After being released, she was forced to live on the streets, temporarily
finding a job as a housemaid, only to face further abuse. In the summer of
1987, after sending a letter to her family confirming that she was alive,
Mossad helped her get to Paris, and from there to Israel. Dawit said she didn’t tell the Mossad agents
in Israel about the abuse she suffered, saying she wants to forget everything,
and that she still feels “shame and guilt”.
Operation
Remains Out of the Limelight
Ahron
Scherf, a Mossad veteran whose resume includes work in the agency’s efforts to
bring Jews to Israel from other countries, says the Djibouti operation was just
one of Mossad’s “diverse and diversified efforts to bring Jews to Israel by any
route possible.” Even today, over 30 years after the fact, he said he could not
discuss the details of the intelligence service’s decision-making process.
Scherf
did admit that “in retrospect,” Operation Djibouti “was one short-term attempt
that failed, it turned out to be impractical”, but still defended the attempt.
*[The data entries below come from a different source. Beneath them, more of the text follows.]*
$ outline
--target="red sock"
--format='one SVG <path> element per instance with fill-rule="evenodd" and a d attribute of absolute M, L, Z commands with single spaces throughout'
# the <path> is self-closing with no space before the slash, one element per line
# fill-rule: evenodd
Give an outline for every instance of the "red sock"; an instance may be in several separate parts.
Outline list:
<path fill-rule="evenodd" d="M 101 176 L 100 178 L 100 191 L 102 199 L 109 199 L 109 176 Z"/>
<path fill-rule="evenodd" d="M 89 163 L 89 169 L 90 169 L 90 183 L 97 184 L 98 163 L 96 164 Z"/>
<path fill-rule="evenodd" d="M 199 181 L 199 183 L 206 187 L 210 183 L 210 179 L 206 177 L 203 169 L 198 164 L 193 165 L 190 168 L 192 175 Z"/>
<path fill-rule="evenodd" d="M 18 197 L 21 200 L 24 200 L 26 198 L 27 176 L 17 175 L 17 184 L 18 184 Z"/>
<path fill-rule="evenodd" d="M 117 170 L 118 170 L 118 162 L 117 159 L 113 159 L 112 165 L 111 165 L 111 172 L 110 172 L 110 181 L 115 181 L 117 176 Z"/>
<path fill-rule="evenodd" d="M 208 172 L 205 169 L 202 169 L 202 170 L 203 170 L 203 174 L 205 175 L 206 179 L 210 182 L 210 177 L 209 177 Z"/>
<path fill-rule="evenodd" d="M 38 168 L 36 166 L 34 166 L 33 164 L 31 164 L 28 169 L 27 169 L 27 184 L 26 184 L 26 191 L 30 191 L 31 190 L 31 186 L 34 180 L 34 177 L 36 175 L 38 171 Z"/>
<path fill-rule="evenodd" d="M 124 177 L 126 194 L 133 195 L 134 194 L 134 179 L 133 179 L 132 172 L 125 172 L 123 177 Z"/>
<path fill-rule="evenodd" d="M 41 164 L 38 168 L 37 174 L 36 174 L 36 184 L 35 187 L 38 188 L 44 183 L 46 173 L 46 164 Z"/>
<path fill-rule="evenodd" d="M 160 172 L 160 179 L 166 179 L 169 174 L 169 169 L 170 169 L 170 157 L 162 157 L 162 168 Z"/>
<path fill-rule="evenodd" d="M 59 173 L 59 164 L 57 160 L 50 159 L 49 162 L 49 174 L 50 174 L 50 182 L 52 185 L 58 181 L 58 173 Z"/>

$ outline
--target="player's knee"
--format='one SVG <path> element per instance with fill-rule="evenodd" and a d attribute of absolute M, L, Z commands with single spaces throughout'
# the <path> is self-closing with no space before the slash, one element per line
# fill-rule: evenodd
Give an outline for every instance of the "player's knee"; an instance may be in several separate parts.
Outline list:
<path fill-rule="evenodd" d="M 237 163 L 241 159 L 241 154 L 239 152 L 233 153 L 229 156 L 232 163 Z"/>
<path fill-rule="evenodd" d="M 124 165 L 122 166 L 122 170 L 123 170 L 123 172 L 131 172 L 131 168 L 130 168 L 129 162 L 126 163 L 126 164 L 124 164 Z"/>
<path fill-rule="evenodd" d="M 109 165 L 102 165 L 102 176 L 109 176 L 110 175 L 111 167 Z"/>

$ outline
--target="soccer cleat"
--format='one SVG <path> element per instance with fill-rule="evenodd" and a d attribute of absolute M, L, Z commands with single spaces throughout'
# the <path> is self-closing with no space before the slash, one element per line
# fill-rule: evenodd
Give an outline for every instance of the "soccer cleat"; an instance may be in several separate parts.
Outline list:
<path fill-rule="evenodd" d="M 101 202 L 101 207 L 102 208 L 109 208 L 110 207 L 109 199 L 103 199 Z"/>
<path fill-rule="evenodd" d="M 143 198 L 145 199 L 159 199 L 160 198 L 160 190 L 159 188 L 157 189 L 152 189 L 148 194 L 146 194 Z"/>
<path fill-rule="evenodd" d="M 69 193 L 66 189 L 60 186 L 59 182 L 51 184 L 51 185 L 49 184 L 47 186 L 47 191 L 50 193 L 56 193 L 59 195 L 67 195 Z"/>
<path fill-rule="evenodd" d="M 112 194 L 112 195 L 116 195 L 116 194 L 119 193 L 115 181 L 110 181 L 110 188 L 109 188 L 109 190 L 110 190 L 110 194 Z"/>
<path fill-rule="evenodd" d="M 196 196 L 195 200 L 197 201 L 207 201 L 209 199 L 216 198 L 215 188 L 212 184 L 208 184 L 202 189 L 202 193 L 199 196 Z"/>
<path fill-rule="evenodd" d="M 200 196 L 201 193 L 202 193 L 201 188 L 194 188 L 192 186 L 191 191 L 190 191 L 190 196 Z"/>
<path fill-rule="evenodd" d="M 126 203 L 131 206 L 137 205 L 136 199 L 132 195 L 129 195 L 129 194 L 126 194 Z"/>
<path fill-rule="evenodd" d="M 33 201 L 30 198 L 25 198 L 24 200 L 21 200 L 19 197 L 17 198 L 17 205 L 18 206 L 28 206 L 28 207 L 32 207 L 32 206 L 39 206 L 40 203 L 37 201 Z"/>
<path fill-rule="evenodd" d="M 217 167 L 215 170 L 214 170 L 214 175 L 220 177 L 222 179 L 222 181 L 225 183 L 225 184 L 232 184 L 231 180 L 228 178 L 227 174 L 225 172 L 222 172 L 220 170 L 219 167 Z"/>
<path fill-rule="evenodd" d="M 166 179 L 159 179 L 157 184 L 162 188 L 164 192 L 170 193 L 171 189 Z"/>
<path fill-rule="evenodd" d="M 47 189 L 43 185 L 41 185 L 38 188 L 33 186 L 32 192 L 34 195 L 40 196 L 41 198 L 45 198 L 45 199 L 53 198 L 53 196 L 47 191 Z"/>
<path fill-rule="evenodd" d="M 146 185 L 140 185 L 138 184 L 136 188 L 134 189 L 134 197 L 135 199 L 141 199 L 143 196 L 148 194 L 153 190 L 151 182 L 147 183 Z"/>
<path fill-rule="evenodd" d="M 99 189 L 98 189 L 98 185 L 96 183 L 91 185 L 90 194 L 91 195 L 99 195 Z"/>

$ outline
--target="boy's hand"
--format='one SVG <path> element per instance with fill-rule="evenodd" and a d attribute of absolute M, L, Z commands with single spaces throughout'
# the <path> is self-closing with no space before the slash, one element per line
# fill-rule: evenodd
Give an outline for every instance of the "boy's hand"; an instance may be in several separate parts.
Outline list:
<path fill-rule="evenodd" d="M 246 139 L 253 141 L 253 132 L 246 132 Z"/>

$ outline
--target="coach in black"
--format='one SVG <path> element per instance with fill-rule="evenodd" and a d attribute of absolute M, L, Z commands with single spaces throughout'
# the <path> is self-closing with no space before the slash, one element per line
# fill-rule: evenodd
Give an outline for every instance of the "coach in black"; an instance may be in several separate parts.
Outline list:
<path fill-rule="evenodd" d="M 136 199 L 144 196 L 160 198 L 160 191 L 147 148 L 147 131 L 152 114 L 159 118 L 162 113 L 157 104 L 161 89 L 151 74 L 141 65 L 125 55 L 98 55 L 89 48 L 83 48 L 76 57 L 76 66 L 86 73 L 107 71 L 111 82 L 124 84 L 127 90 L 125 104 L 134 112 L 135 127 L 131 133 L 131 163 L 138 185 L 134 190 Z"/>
“You have to remember, if you don’t try, you don’t know [how things will turn
out], and that’s how it was here.”
Shabtai
Shavit, another senior Mossad veteran who became the agency’s general director
in 1989, and who studied the failed mission after the fact, said he believed
Operation Djibouti failed because of shoddy planning, and specifically the
decision to keep the group “in one place far longer than planned, because of a
desire to keep making the group bigger.”
Nahum Admoni, Mossad’s general
director at the time of the operation, told Haaretz that he "remembers
nothing about it".
The surviving immigrants who took
part in Operation Djibouti have now filed lawsuits, asking the state to recognize
their suffering, to compensate them, and to recognize them as de-facto
employees of Mossad.
But Shavit says there’s no grounds
for their claims. “If the Mossad had to pay fines for operations it carried out
over the years that failed, the state treasury would collapse. No one promised
success at the time, and no agreements were entered into,” he said.
Israel marked the 70th anniversary of
Mossad’s creation last week. The agency is generally recognized as one of the
most powerful and deadliest foreign intelligence agencies in the world.